Looking to May jobs report for more information
The Fed has made it clear that employment data is one of the key economic indicators it will use when determining when to hike interest rates. On average, economists expect the Labor Department’s May jobs report to show that 160,000 non-farm payrolls were added during the month. April’s number was slightly weaker than expected at about 160,000 jobs added.
Capital Economics believes Mr. Market continues to underestimate the pace at which the Fed will hike interest rates. The firm is also well behind the consensus in terms of its estimate for the May jobs report. The firm believes only 120,000 jobs were added in May and notes that the Verizon strike will greatly weigh on the number, negatively impacting telecommunications payrolls.
Also due on Friday are the International trade report and the ISM Non-Manufacturing Index report. Capital Economics expects the trade numbers from April to indicate that experts are “on track for a big second-quarter rebound.” The firm is concerned that the ISM Manufacturing Index might drop, but it believes that another modest improvement in the Non-Manufacturing Index will more than offset that decline.
Mr. Market unsure of timing of next rate hike
Capital Economics reports that markets are clearly unsure about when the Fed will hike interest rates again, which it states is “understandable given the Fed’s woeful communications over the past 12 months.” The firm believes that the decision about whether to raise rates next month will depend entirely on what the May jobs report says.

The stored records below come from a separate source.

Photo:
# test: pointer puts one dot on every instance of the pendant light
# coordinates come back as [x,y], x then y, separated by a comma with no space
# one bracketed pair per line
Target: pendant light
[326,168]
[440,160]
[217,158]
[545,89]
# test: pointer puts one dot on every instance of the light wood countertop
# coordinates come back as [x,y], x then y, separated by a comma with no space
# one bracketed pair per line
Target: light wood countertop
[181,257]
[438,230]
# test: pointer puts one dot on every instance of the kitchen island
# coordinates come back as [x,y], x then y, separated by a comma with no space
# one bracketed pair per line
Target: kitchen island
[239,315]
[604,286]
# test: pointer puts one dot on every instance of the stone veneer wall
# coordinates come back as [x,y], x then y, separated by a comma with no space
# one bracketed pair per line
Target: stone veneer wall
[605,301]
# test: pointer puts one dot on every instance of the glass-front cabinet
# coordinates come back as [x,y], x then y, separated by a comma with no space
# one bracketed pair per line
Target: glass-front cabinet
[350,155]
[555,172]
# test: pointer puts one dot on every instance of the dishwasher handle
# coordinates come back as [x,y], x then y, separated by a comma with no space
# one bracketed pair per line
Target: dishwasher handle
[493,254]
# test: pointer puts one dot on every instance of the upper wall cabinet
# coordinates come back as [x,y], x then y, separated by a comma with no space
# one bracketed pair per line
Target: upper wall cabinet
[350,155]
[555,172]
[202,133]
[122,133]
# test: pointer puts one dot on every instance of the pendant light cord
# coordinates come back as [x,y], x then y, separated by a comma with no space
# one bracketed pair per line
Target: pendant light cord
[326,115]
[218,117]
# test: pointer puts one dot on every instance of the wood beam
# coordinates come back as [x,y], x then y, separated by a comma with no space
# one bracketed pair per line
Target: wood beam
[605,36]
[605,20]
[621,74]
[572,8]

After the report, the markets will then be watching Fed Chairperson Janet Yellen’s speech, which is set for Monday just ahead of the one week of required silence before the FOMC’s next meeting on June 14 and 15.
The Fed has been delivering mixed messages about what it will do. More recently, Fed members’ comments have been very hawkish, but any sign of trouble in the May jobs report could quickly change their tune.
Interest rate hikes may come faster than expected
While some economists are taking the Fed’s recent hawkishness with a grain of salt, Capital Economics appears to be taking it seriously. Although the firm believes policymakers will only raise rates two more times this year, it also believes that they will become more aggressive with their tightening next year. They expect the Fed Funds target range to rise to between 2.25% and 2.5% by the end of next year.
As far as summer rate hikes are concerned, Capital Economics states that investors mostly believe the Fed will raise rates soon (which conflicts with what other firms have stated), June Fed Funds Futures have risen by just 0.02%. Meanwhile August futures have climbed 0.11%. Because the Fed’s June meeting falls mid-month, they expect the effective rate to remain 0.37% in the first half of the month. Looking at 0.41%, Capital Economics estimates that the markets are pricing in a 30% chance of rates being hiked 25 basis points to 0.63% at the June meeting.
The firm adds that calculating probability for July is more difficult because the FOMC meeting is at the end of the month, which is why they skipped July and looked at August.